Moffat County students embrace flavors, spirit, history of Thanksgiving

Lauren Blair
Sunset Elementary School kindergarteners Nathan LeFevre
Lauren Blair

— Tuesday was full of the Thanksgiving spirit in Moffat County schools, as many of them marked the occasion with special activities to teach kids about the history of the holiday.

Kindergarten students at Sunset Elementary School donned construction-paper costumes for a Thanksgiving feast Tuesday afternoon featuring turkey meatballs, cornbread, pumpkin pie and cranberry jelly the students helped to make the day before.

“We’ve been learning about how people lived in the past, about their food, their clothes,” said kindergarten teacher Amy Jones. “We’re learning all about what Thanksgiving means.”

Kindergarteners in Nicolle Smith’s class at Sandrock Elementary School also got hands-on experience with the food of the pilgrims, though they took a different approach.

“I gathered a bunch of foods that the pilgrims might have eaten, so we tasted them to see if we might be able to eat like pilgrims,” Smith said. “Then we graphed what we liked.”

The students even made their own homemade butter using cream, a small jar, a marble and lots of arm strength to shake the cream until it turned into butter. The homemade butter spread on crackers was a favorite among students along with yellow apples, while tart, raw cranberries ranked as their least favorite.

Sandrock’s second-graders were the stars of the show Tuesday afternoon for a series of Thanksgiving plays they performed for parents and family members.

“The first play was about when the pilgrims crossed and found the land that we’re on now,” said 7-year-old Makylee Ott. “The pilgrims taught the Native Americans to hunt, fish and make soap, and then they were good friends.”

Second-grade teacher Shawn Steele explained that the plays offered students an opportunity to build fluency by practicing speaking in front of an audience.

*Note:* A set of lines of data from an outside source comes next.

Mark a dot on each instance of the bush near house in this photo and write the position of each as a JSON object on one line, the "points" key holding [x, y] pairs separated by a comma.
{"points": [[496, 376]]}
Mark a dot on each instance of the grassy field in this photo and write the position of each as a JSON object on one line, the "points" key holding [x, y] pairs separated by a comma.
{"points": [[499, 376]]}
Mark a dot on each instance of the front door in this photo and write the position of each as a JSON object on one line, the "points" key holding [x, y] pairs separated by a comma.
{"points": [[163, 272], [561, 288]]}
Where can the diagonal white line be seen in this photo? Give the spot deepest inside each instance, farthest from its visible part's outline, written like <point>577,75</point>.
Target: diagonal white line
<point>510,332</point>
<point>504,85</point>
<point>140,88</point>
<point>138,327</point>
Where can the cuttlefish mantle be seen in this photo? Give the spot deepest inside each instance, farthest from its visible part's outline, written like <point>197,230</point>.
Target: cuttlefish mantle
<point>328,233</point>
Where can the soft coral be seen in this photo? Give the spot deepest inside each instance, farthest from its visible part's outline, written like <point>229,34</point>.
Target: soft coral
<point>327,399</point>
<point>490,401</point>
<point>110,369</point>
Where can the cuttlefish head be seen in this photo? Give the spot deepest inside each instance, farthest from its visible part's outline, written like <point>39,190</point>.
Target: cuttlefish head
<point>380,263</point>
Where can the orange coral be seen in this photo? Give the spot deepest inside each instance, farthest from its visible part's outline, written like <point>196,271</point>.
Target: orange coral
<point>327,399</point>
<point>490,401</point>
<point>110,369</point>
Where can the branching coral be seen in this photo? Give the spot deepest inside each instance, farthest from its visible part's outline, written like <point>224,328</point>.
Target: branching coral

Over at East Elementary School, fourth- and fifth-graders earned enough points for a “read-in” through the Accelerated Reader program, which allows students to test comprehension and keep track of all the books they’ve read. Pajamas, blankets and pillows completed the picture as students curled up with a favorite book for quiet reading time Tuesday afternoon.

Finally, Ridgeview Elementary School students stayed on task this week in order to make the most of instructional time, Principal Amber Clark explained, while Maybell School and the new Moffat County Shared School invited parents and family to join in their own respective holiday feasts.